“全編AI制作”でコスト9割減を実現したViglooに聞く韓国ショートドラマ事情 「視聴者は制作方法で作品を選ばない」:小寺信良の「プロフェッショナル×DX」(1/3 ページ)
SFXは100%、音響効果は85%──。韓国のショートドラマ配信「Vigloo」は制作のほぼ全工程に生成AIを取り入れ、費用を9割超・期間を3分の1に圧縮した。AIディレクターへの取材と、配信中のフルAI作品を実際に観て見えてきた“現在地”とは。
以前業界の縦動画シフトという話の中で、ショート(マイクロ)ドラマプラットフォームについて言及した。
現在ショートドラマ配信プラットフォーム4強は、中国の「DramaBox」「ReelShort」「FlareFlow」、韓国の「Vigloo」である。
このうち韓国のViglooではAIを制作プロセスに本格導入し、制作費や制作期間を大幅に圧縮することに成功した。さらに直近では、制作の全プロセスでAIを活用している。例えばSFXについては100%、音響効果の約85%、BGMの約40%といった具合だ。また2026年制作する作品の30%以上でAIを活用することを想定しているという。

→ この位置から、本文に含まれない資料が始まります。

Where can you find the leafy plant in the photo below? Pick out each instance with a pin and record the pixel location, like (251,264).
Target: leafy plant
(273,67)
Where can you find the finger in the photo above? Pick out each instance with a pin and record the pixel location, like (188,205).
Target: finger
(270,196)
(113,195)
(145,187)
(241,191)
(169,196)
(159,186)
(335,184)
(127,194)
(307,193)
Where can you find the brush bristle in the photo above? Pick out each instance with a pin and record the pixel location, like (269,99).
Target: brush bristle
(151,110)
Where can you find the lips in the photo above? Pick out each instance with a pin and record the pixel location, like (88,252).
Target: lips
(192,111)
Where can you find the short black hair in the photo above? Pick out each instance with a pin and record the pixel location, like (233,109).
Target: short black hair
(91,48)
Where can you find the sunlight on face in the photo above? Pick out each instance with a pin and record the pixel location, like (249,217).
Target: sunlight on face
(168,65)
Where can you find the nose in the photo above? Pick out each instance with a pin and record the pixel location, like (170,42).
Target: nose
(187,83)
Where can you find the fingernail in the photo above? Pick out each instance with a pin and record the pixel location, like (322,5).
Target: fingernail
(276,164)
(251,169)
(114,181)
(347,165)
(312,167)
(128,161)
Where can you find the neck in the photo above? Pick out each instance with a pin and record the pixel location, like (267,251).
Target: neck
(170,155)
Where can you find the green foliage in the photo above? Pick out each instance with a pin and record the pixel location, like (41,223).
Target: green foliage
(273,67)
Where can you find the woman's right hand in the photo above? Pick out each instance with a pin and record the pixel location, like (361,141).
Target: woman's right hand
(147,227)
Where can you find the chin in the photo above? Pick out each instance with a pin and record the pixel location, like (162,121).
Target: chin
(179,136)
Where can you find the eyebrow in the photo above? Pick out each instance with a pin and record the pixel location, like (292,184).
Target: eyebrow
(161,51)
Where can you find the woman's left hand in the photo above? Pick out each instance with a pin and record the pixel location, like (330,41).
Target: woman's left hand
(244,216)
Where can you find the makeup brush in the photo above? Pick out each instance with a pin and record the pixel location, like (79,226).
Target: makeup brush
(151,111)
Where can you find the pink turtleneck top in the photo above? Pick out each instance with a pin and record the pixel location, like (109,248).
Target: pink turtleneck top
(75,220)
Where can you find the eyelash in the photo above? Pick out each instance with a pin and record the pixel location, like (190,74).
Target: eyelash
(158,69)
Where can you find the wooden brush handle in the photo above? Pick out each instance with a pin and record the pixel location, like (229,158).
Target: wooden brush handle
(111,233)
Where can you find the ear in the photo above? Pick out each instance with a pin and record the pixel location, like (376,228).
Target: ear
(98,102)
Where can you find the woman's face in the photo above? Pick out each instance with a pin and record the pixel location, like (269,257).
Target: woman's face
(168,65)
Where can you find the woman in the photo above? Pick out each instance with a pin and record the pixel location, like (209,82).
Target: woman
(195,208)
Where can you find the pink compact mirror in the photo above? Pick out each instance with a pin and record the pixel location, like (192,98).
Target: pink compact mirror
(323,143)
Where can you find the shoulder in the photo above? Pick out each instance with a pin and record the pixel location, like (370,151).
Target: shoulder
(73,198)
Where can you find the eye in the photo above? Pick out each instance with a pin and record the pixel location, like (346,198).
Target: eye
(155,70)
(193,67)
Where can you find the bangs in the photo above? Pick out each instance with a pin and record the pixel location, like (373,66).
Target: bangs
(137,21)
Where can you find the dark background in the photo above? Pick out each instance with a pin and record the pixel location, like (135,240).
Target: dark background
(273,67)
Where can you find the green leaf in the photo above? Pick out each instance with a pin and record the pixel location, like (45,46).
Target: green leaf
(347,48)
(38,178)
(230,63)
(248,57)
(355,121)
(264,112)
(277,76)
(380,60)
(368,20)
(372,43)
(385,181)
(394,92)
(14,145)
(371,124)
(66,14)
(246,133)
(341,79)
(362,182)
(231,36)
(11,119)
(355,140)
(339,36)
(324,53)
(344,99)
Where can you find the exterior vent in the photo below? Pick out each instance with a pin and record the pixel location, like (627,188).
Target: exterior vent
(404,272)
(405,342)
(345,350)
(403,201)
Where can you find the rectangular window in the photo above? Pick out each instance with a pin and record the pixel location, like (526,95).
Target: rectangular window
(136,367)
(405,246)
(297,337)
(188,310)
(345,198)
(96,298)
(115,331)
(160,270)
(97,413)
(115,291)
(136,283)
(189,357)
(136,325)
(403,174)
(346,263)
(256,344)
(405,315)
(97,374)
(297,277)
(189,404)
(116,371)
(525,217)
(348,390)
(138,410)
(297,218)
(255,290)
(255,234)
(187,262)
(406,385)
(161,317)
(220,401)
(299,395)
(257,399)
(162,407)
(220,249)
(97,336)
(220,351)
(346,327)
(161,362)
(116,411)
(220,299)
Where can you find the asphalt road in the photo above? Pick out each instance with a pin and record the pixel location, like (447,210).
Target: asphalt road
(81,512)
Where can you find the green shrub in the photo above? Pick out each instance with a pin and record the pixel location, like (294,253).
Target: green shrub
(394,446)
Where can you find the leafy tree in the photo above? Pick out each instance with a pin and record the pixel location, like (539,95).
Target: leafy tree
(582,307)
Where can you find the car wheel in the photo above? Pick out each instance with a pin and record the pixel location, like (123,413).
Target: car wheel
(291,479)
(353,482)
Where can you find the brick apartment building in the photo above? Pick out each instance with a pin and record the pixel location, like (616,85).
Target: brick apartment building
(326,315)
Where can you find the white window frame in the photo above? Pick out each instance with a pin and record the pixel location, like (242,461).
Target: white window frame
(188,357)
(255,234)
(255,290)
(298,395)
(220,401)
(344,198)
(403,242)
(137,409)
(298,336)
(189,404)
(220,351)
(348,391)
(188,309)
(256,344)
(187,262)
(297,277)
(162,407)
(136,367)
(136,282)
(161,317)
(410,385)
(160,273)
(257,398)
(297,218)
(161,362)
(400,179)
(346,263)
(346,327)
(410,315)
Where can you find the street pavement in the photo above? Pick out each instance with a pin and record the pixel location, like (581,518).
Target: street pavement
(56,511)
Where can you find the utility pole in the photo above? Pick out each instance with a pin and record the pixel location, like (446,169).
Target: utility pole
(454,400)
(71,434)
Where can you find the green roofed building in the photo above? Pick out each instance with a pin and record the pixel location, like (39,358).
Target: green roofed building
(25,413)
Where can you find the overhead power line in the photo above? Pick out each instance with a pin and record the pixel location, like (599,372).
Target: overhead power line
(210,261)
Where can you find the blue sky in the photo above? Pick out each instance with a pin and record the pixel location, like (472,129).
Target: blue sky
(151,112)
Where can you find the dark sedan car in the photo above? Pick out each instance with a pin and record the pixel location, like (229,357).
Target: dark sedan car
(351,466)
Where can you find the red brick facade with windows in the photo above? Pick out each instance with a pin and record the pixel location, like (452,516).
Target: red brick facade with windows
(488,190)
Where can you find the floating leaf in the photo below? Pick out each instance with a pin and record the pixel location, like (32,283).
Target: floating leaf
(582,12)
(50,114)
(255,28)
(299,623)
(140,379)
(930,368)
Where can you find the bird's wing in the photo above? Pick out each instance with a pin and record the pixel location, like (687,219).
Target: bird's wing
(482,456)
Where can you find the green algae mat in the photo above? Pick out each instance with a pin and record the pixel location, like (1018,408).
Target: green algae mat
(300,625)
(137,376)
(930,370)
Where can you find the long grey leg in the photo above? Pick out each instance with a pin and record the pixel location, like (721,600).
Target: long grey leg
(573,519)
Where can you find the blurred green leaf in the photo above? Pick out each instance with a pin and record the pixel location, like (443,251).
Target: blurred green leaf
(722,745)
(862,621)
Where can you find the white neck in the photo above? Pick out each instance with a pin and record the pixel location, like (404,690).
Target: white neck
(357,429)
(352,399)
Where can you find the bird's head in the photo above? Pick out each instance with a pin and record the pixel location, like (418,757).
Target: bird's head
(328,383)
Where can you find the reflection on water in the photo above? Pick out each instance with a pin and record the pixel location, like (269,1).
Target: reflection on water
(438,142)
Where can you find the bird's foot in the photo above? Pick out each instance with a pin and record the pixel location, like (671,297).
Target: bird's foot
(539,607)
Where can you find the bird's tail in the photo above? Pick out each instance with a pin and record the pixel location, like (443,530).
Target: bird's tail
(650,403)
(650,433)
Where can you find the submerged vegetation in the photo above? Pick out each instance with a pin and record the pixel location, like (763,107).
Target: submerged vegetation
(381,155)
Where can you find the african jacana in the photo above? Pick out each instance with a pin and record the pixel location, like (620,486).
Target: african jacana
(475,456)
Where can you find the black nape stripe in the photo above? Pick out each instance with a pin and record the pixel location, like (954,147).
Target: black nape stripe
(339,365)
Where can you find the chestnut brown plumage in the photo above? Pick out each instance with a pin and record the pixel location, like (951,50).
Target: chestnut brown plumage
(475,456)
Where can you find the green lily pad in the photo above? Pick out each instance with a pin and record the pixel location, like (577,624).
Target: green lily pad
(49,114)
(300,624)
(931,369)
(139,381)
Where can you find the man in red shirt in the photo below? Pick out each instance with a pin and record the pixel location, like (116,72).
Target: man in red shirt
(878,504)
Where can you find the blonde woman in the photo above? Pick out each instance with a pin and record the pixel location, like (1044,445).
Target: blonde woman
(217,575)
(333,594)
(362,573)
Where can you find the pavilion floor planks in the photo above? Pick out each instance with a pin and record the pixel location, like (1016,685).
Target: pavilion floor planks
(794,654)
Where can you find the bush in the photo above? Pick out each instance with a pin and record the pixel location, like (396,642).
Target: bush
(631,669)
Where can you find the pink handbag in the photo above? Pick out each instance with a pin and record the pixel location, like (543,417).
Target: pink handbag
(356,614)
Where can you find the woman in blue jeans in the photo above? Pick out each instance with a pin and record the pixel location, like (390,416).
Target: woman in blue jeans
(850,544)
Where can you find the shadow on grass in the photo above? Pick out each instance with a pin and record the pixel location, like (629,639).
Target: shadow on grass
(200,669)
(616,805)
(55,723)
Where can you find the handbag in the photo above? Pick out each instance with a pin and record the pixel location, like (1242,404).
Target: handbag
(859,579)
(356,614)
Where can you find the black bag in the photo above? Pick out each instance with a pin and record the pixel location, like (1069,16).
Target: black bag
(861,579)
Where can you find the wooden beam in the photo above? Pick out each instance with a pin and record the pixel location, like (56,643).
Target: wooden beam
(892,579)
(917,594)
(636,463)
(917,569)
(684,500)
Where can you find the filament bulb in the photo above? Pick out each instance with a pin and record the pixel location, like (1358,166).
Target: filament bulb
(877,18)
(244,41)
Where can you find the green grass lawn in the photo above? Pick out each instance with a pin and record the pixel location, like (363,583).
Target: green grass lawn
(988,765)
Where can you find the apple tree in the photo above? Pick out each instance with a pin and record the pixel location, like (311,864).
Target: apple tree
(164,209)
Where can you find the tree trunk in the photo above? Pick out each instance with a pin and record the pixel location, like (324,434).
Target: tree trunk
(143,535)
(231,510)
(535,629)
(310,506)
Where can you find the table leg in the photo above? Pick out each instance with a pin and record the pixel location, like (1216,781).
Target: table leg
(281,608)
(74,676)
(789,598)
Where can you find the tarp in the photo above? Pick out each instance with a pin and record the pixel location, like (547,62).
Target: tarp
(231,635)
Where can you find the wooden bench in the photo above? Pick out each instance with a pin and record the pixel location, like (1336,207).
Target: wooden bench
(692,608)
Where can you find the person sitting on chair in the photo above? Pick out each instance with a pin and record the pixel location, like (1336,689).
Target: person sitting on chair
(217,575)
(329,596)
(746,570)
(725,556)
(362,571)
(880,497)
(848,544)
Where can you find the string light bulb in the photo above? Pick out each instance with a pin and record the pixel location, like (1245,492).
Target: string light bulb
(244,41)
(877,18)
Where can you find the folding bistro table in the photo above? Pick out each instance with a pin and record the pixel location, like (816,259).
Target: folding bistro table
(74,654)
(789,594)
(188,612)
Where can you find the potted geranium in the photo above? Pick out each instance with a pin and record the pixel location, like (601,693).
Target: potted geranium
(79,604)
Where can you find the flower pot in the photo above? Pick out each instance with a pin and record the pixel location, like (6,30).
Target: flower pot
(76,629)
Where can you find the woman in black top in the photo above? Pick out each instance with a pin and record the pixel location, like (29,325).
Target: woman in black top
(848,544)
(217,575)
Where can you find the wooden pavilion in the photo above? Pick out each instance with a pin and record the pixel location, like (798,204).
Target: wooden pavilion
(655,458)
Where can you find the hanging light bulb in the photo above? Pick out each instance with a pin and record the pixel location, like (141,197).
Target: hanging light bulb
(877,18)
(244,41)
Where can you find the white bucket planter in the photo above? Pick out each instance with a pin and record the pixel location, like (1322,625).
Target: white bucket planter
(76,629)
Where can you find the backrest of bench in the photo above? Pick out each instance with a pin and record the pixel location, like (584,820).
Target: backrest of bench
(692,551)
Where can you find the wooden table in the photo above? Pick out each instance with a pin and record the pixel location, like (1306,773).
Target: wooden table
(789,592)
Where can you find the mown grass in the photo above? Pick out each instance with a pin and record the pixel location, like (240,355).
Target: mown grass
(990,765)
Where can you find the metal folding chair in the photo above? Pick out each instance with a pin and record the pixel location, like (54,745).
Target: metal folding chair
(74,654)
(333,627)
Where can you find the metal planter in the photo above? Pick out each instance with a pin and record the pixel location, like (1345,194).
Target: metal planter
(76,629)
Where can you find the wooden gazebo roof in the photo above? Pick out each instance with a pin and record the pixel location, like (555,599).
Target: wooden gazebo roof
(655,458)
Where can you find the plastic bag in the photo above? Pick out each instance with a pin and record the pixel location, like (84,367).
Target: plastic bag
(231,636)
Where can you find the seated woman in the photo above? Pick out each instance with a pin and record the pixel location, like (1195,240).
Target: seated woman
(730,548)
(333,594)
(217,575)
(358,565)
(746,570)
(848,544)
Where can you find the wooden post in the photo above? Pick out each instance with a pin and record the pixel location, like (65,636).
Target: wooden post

今回はこうした事例について、Vigloo AI ディレクターJayeon Hwang(ファン・ジャヨン)氏にお話を伺う機会を得た。
AIによる映像制作で、期間1/3に圧縮、制作費90%以上削減したという事例を紹介する。
Viglooの戦略
Viglooは2024年7月にローンチされた、ショートドラマ専門配信プラットフォームである。 親会社は韓国SpoonLabsで、Viglooのほか、オーディオ配信アプリ「Spoon」も運営している。Vigloo事業部としては、70〜80名が所属している。
制作体制としては、インハウスで2チーム(監督1名+クリエイター5〜6名 ×2)で行っているが、今後需要に応じて拡張する予定となっている。プラットフォーム内ではオリジナルだけでなく、社外制作のものも配信している。
自社制作のAI作品はすべて縦長専用で、スマートフォンでの視聴を前提としているため、配信解像度はHD(1080p)である。実写は4Kで撮影し、最終的にHDとしている。AI生成シーンは1080pで制作しており、使用ツールは「Seedance」と「Kling」。
そもそもAIによるコンテンツ制作を始めたきっかけは、中国が先行していたからだという。中国では制作コスト削減と収益化を両立する手段としてAI活用が進み、そのトレンドが韓国市場にも伝わり、導入へ至った。
ショートドラマ市場は競合が激化しており、実写制作費が4〜5倍に高騰した。また作品消費サイクルが1カ月未満と非常に短く、大量のコンテンツが必要になることも、AI導入を後押しした。
また、AIツールの技術進化と、実際にAIで制作した作品の市場反応が良好だったことも背景にある。米Netflixなど大手プラットフォームの参入は脅威と感じる一方、ショートドラマがメインストリームとして認められる好機と捉え、むしろポジティブな側面のほうが大きいという評価だ。
作品提供先としては、やはり韓国市場が最大で約35%。日本では約20%、英語圏(北米含む)が20〜25%で、上昇傾向にあるという。その他地域(スペイン語圏、東南アジアなど)は作品により変動がある。